It seems that in the busyness and the instant-ness of social media it is easy to jump in and cheerfully and thoughtlessly post memes or hashtags along with everyone else without giving them much thought.
I'm guilty of this.
Just recently I saw a short video on Facebook and laughed. It was really cute. Until I read a comment about it that brought me up short. No, it really wasn't funny, after I took a moment to think about the implications.
But I had joined in with the thousands of other "likes" before thinking.
And have you ever posted a special picture with #blessed attached to it? It seems a happy thing to do -- a sharing of your blessings with friends. An acknowledgement, even, that it's a gift from a real Gift Giver.
But if you stop to think about it, saying "I'm blessed" can be an insulting, and not altogether true, statement.
What?! Well, bear with me.
"How are you?" one friend asks another.
"Oh, I'm blessed. My son just got a full-ride scholarship to XYZ University."
Or, "We just got back from a wonderful cruise. We're so blessed."
Or, "The lab results came back and everything's normal. I'm #blessed!"
How about just saying, "I'm so thankful," or, "I'm so grateful."
When you say you are #blessed, it subtly implies that your friend, who isn't experiencing the same "blessing" as you, isn't really blessed.
Yes, your kid has a full ride to a prestigious university, but does that mean that your friend whose child is struggling to pay his or her way through community college is not #blessed?
That the friend who can't afford a cruise, and is hoping for a few days at the lake this summer, is not blessed?
That the Lord has forgotten the friend whose lab results are a concern? That, somehow, she is less worthy of a blessing?
There are blessings in every circumstance, and reasons to be grateful in every situation. To imply that the Lord is with you in a special way just because things went your way reduces Him to a gumball machine in the sky -- a god who hands out #blessings to a privileged few and ignores the rest.

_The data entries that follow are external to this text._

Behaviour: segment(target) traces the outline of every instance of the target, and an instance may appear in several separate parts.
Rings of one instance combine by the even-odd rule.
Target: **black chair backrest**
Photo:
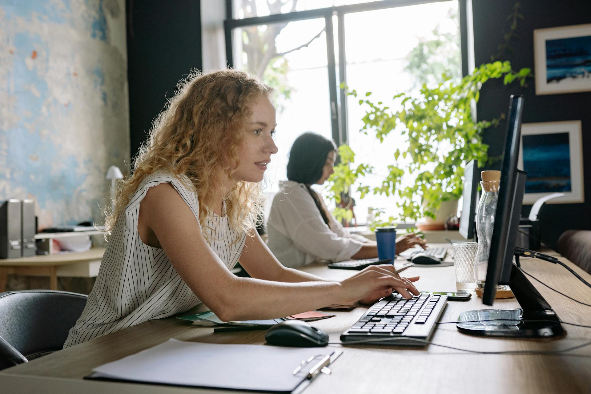
[[[55,290],[0,293],[0,369],[61,349],[87,297]]]

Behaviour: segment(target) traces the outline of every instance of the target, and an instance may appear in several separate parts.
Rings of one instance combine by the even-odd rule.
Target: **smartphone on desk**
[[[467,301],[472,297],[472,293],[455,292],[452,291],[421,291],[422,293],[427,294],[440,294],[447,295],[447,301]]]

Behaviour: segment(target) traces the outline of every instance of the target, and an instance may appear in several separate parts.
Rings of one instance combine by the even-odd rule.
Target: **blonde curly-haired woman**
[[[276,126],[272,89],[245,72],[192,73],[160,113],[118,193],[86,308],[64,346],[196,305],[224,321],[288,316],[418,292],[390,266],[343,281],[284,267],[255,230]],[[251,278],[230,269],[239,261]]]

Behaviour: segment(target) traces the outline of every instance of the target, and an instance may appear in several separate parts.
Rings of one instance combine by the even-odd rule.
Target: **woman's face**
[[[335,172],[333,167],[335,166],[335,160],[336,160],[336,152],[335,151],[331,151],[329,152],[328,156],[326,157],[324,166],[322,167],[322,177],[316,182],[317,185],[322,185],[326,182],[326,180],[330,176],[330,174]]]
[[[252,114],[246,121],[244,139],[238,148],[238,168],[232,177],[239,182],[262,180],[271,155],[277,152],[273,140],[277,125],[275,106],[267,97],[261,97],[252,106]]]

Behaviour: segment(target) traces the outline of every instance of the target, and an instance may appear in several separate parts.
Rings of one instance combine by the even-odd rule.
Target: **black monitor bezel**
[[[492,305],[496,294],[496,286],[501,281],[501,274],[506,278],[511,272],[515,249],[515,240],[509,239],[511,217],[516,190],[517,162],[519,159],[521,134],[521,116],[523,96],[511,96],[507,132],[505,136],[503,164],[501,170],[499,199],[495,214],[495,226],[491,241],[486,278],[482,302]],[[521,209],[521,204],[519,208]],[[515,207],[517,208],[517,207]],[[517,230],[517,229],[515,229]],[[516,235],[514,235],[514,236]],[[513,245],[511,248],[511,245]],[[505,283],[507,282],[503,281]]]

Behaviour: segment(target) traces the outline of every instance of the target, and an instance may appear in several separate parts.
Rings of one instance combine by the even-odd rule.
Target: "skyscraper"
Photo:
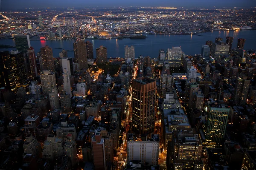
[[[14,70],[16,87],[25,87],[28,82],[28,76],[26,71],[23,53],[17,51],[11,51],[10,57],[12,62],[12,69]],[[28,85],[29,84],[26,85]]]
[[[32,47],[30,47],[28,50],[28,57],[29,62],[30,76],[32,77],[37,77],[38,74],[36,67],[35,54],[35,50]]]
[[[134,51],[134,47],[131,45],[131,47],[128,45],[125,47],[125,61],[128,58],[134,60],[135,57],[135,53]]]
[[[40,28],[42,28],[44,27],[44,25],[43,23],[43,18],[42,17],[42,15],[38,15],[38,23],[39,25],[39,27]]]
[[[107,56],[107,47],[101,45],[96,49],[96,58],[97,64],[104,64],[106,62]]]
[[[234,38],[232,37],[226,37],[226,43],[230,46],[230,51],[232,48],[232,43]]]
[[[86,43],[86,49],[87,51],[87,58],[90,59],[93,59],[93,43],[89,41],[87,41]]]
[[[203,58],[207,60],[209,60],[210,57],[210,51],[211,48],[208,45],[202,45],[201,55]]]
[[[15,70],[8,51],[0,52],[0,87],[15,92]]]
[[[223,39],[222,38],[217,37],[215,39],[215,43],[218,43],[219,42],[222,41]]]
[[[52,88],[56,88],[56,77],[55,73],[51,72],[50,70],[44,70],[40,75],[41,85],[43,93],[48,96],[51,93]]]
[[[229,107],[225,105],[208,104],[206,124],[204,126],[206,147],[221,146],[230,110]]]
[[[49,70],[54,72],[54,62],[52,55],[52,48],[48,45],[42,47],[41,49],[41,70]]]
[[[15,35],[14,41],[16,49],[19,51],[26,52],[30,47],[30,40],[29,35]]]
[[[134,80],[132,84],[132,126],[137,135],[154,132],[156,81],[147,78]]]
[[[79,40],[73,44],[74,54],[76,62],[78,63],[79,70],[88,68],[86,44],[84,41]]]
[[[235,104],[241,105],[244,105],[246,104],[250,82],[250,80],[246,79],[247,78],[247,77],[243,79],[239,77],[236,79],[233,98]]]
[[[243,38],[239,38],[237,40],[237,49],[244,49],[244,43],[245,43],[245,39]]]
[[[167,59],[171,67],[179,67],[182,65],[182,59],[183,53],[180,47],[172,47],[172,48],[168,48]]]

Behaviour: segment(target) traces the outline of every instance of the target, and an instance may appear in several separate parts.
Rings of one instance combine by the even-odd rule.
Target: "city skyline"
[[[13,0],[11,1],[2,0],[1,4],[1,10],[16,9],[26,8],[62,8],[62,7],[130,7],[130,6],[151,6],[151,7],[174,7],[184,8],[252,8],[256,6],[255,0],[227,0],[224,2],[221,0],[215,1],[195,0],[181,0],[180,1],[162,0],[155,2],[154,0],[131,0],[129,2],[120,3],[117,0],[110,0],[107,2],[103,0],[98,0],[93,2],[85,2],[82,0],[63,1],[55,0],[54,1],[46,0],[44,2],[36,2],[32,0],[24,0],[20,1]]]

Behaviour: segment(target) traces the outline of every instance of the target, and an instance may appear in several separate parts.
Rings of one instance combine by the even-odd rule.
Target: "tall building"
[[[245,43],[245,39],[243,38],[239,38],[237,40],[237,49],[244,49],[244,43]]]
[[[223,42],[215,43],[212,45],[211,54],[212,56],[215,57],[228,55],[229,48],[229,45]]]
[[[62,51],[59,53],[59,56],[61,59],[62,58],[67,57],[67,51],[64,49],[63,49]]]
[[[232,37],[226,37],[226,43],[230,46],[230,51],[232,48],[232,43],[234,38]]]
[[[158,164],[159,154],[158,135],[152,135],[151,139],[143,141],[133,134],[128,134],[127,162],[139,161],[143,165],[156,165]]]
[[[54,72],[54,62],[52,55],[52,48],[48,45],[42,47],[41,49],[41,71],[44,70],[49,70]]]
[[[85,42],[86,43],[86,50],[87,51],[87,58],[93,59],[93,43],[89,41]]]
[[[172,48],[168,48],[167,59],[171,67],[179,67],[182,65],[182,59],[183,52],[180,47],[172,47]]]
[[[52,91],[52,88],[56,88],[56,77],[55,73],[50,70],[44,70],[40,75],[41,85],[43,93],[48,96],[49,93]]]
[[[160,60],[165,60],[166,55],[164,50],[159,50],[159,56],[158,57]]]
[[[94,170],[106,170],[106,153],[105,139],[100,132],[96,132],[91,139]]]
[[[35,50],[32,47],[30,47],[28,50],[28,57],[29,62],[30,76],[32,77],[37,77],[38,76],[37,68],[36,67],[36,60]]]
[[[15,71],[8,51],[0,51],[0,86],[16,92]]]
[[[39,24],[39,27],[40,28],[42,28],[44,27],[44,24],[43,23],[43,18],[42,17],[42,15],[38,15],[38,23]]]
[[[216,148],[221,146],[230,111],[227,105],[208,104],[204,126],[206,147]]]
[[[108,55],[107,53],[107,47],[101,45],[96,49],[96,58],[97,64],[101,64],[107,62]]]
[[[191,79],[196,79],[197,70],[196,68],[194,68],[193,66],[191,66],[191,68],[188,69],[187,72],[188,80],[190,80]]]
[[[217,37],[215,39],[215,43],[218,43],[219,42],[222,41],[223,39],[222,38]]]
[[[52,91],[49,92],[50,105],[52,110],[58,109],[60,107],[60,102],[58,99],[57,88],[52,89]]]
[[[74,42],[74,55],[76,62],[78,63],[79,70],[88,68],[86,43],[80,40]]]
[[[210,57],[211,48],[208,45],[202,45],[201,55],[203,58],[209,60]]]
[[[17,51],[11,51],[10,57],[13,63],[12,69],[14,71],[16,87],[25,87],[26,86],[25,84],[28,82],[28,77],[26,71],[23,54]]]
[[[247,78],[247,77],[246,77]],[[244,105],[250,87],[250,80],[239,77],[236,79],[234,92],[234,102],[235,104]]]
[[[132,125],[137,135],[154,132],[156,104],[156,81],[147,78],[134,80],[132,84]]]
[[[69,75],[67,69],[64,68],[63,72],[63,86],[64,90],[68,94],[70,98],[72,96],[71,86],[70,84],[70,76]]]
[[[131,47],[128,45],[125,47],[125,61],[128,58],[131,60],[134,60],[135,58],[135,52],[134,51],[134,47],[131,45]]]
[[[16,49],[20,52],[26,52],[31,46],[29,35],[15,35],[14,41]]]

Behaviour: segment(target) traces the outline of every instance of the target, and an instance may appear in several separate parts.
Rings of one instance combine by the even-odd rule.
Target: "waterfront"
[[[201,46],[205,43],[207,40],[215,41],[215,38],[221,37],[225,41],[227,36],[234,37],[233,48],[236,47],[237,39],[244,38],[246,40],[244,48],[245,49],[256,49],[256,30],[243,30],[236,31],[214,31],[204,33],[196,35],[147,35],[145,39],[132,40],[113,39],[110,40],[91,40],[93,45],[94,58],[96,57],[96,49],[101,45],[108,48],[108,57],[123,57],[124,55],[125,45],[134,45],[135,47],[135,57],[140,55],[143,56],[149,56],[152,58],[158,55],[159,50],[163,49],[166,51],[168,48],[173,46],[181,46],[183,51],[186,55],[195,55],[201,53]],[[39,51],[41,47],[48,45],[52,48],[53,56],[58,56],[59,52],[64,49],[70,51],[68,52],[69,57],[74,56],[73,42],[75,40],[64,40],[59,41],[31,40],[31,46],[35,49],[36,53]],[[14,40],[0,40],[0,44],[14,46]],[[14,50],[14,48],[1,48],[2,51]]]

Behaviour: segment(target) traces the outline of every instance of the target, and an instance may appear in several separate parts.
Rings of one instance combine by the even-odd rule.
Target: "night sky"
[[[111,6],[174,6],[250,7],[256,0],[2,0],[1,9],[28,8]]]

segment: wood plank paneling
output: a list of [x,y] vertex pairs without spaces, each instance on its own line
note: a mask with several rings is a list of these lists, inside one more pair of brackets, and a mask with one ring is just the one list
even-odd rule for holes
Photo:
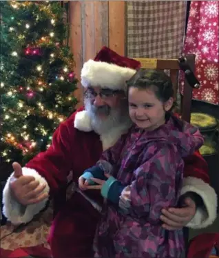
[[82,105],[82,88],[81,85],[81,70],[83,66],[82,33],[81,33],[81,4],[79,1],[70,1],[70,48],[74,57],[76,67],[74,72],[79,82],[78,90],[74,91],[74,96],[79,100],[77,108]]
[[109,46],[125,55],[125,20],[124,1],[109,1]]

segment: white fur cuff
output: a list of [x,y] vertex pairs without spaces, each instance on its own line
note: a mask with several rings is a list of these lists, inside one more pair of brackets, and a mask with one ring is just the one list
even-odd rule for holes
[[[49,192],[50,188],[46,180],[42,177],[35,170],[28,168],[22,168],[23,175],[32,176],[39,181],[39,185],[45,184],[46,186],[43,192]],[[10,181],[13,177],[12,173],[7,180],[7,183],[3,191],[3,212],[7,219],[13,224],[27,223],[32,219],[34,216],[39,213],[45,206],[48,198],[40,203],[30,204],[25,208],[25,212],[21,212],[22,205],[17,201],[12,196],[10,189]]]
[[197,208],[195,216],[187,226],[198,229],[211,225],[217,217],[217,195],[213,188],[200,179],[188,177],[183,179],[181,195],[187,192],[198,194],[202,199],[205,208]]

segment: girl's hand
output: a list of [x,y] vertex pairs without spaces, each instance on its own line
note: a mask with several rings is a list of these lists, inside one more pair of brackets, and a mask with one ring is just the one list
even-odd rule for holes
[[[109,175],[109,174],[104,174],[104,175],[107,178],[109,178],[110,177],[110,175]],[[92,180],[96,183],[97,183],[97,185],[87,186],[86,186],[86,190],[88,190],[88,189],[99,189],[99,190],[101,190],[103,185],[106,181],[106,180],[101,180],[101,179],[98,179],[98,178],[94,178],[94,177],[91,177],[90,179]]]

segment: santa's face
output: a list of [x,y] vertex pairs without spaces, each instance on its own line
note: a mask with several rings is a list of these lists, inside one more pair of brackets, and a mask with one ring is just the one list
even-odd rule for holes
[[85,92],[84,103],[92,128],[98,133],[106,132],[129,119],[127,101],[122,91],[90,87]]
[[93,113],[103,120],[107,119],[112,110],[121,108],[121,101],[124,97],[122,90],[101,87],[89,87],[85,92],[85,103],[90,102]]

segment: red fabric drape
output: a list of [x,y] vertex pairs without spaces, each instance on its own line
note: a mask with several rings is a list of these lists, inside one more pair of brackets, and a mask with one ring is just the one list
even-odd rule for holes
[[[219,103],[218,1],[191,2],[184,53],[196,54],[196,75],[201,86],[193,97]],[[180,81],[182,92],[183,81]]]

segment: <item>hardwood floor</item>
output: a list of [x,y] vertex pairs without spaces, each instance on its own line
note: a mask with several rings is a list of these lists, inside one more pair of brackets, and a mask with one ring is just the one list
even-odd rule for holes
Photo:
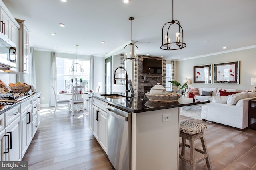
[[[28,161],[28,169],[112,170],[88,127],[88,115],[78,118],[82,114],[75,113],[71,117],[66,108],[54,114],[54,109],[42,108],[41,124],[22,160]],[[241,131],[180,116],[180,121],[185,120],[208,126],[204,135],[213,170],[256,170],[256,130]],[[195,145],[202,148],[198,140]],[[189,156],[189,149],[186,150]],[[207,170],[205,160],[196,168]],[[179,169],[190,170],[190,166],[180,160]]]

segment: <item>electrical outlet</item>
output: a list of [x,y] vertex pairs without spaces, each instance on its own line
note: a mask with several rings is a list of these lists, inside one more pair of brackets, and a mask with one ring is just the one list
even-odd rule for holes
[[163,115],[163,122],[171,121],[171,114],[164,114]]

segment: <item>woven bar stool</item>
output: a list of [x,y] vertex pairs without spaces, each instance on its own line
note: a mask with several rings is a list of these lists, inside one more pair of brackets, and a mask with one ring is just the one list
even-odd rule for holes
[[[208,170],[212,170],[212,165],[210,160],[207,147],[205,143],[204,131],[206,129],[207,125],[192,121],[186,120],[180,123],[180,137],[182,138],[182,143],[180,144],[181,147],[181,153],[179,158],[190,164],[191,169],[196,170],[198,162],[205,159]],[[200,139],[203,150],[195,148],[194,141]],[[186,140],[189,141],[189,145],[186,144]],[[185,147],[190,148],[190,160],[185,158]],[[202,154],[196,159],[195,150]]]

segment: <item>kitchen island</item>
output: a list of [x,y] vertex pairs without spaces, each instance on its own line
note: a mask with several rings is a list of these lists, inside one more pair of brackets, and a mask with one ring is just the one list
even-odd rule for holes
[[[115,93],[115,94],[118,94]],[[126,169],[133,170],[178,169],[179,107],[206,104],[210,101],[195,102],[193,99],[180,98],[175,102],[156,102],[146,98],[136,99],[128,96],[112,98],[102,96],[104,94],[90,94],[89,107],[95,109],[89,109],[89,127],[109,158],[112,151],[108,146],[113,144],[108,143],[108,133],[110,132],[108,132],[107,127],[112,122],[106,120],[109,117],[108,107],[112,107],[130,113],[131,115],[127,123],[130,125],[127,135],[129,144],[124,147],[128,148],[128,160],[124,160],[126,159],[123,156],[125,152],[121,152],[117,156],[120,158],[117,163],[119,166],[114,165],[116,163],[110,158],[114,166],[116,169],[127,167]],[[104,116],[98,115],[101,115],[101,112],[105,112]],[[96,121],[94,120],[95,117]],[[103,117],[106,119],[102,119]],[[103,120],[104,123],[100,123]],[[100,130],[98,130],[96,136],[94,123],[97,121],[100,122],[97,124]],[[117,129],[122,129],[119,127]],[[117,136],[119,137],[123,137],[122,136]],[[127,162],[128,166],[122,166]]]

A picture of a new baby with the hashtag "blessed"? Of course, babies are wonderful blessings. Just about the best. But what about the woman who is struggling with infertility? Is she to see herself as unblessed?
To say "I'm thankful," to me, implies a humility and gratefulness that #blessed doesn't. #Blessed, to me, has a touch of pride about it.
Of course, there are promises in the Bible about receiving blessings. Sometimes these are material things. But oftentimes they're not. They are things like patience and joy and love and long-suffering. Which don't always make catchy Instagram-worthy posts. (Nor should they, when you come to think of it -- "hey, I'm more patient than I was last year! #blessed." Ugh.)
What do you think? Do you agree, or am I just being cranky?
p.s. Actually, Google says I'm spot on. I just looked up #blessed and discovered that many, many people are fed up with this hashtag. There was the article on "Why #blessed is the most annoying hashtag on Instagram." And why "#blessed is the new brag." The New York Times even said it was the "go-to term for people who want to boast about an accomplishment while pretending to be humble."
And I thought I was being original in my dislike of it.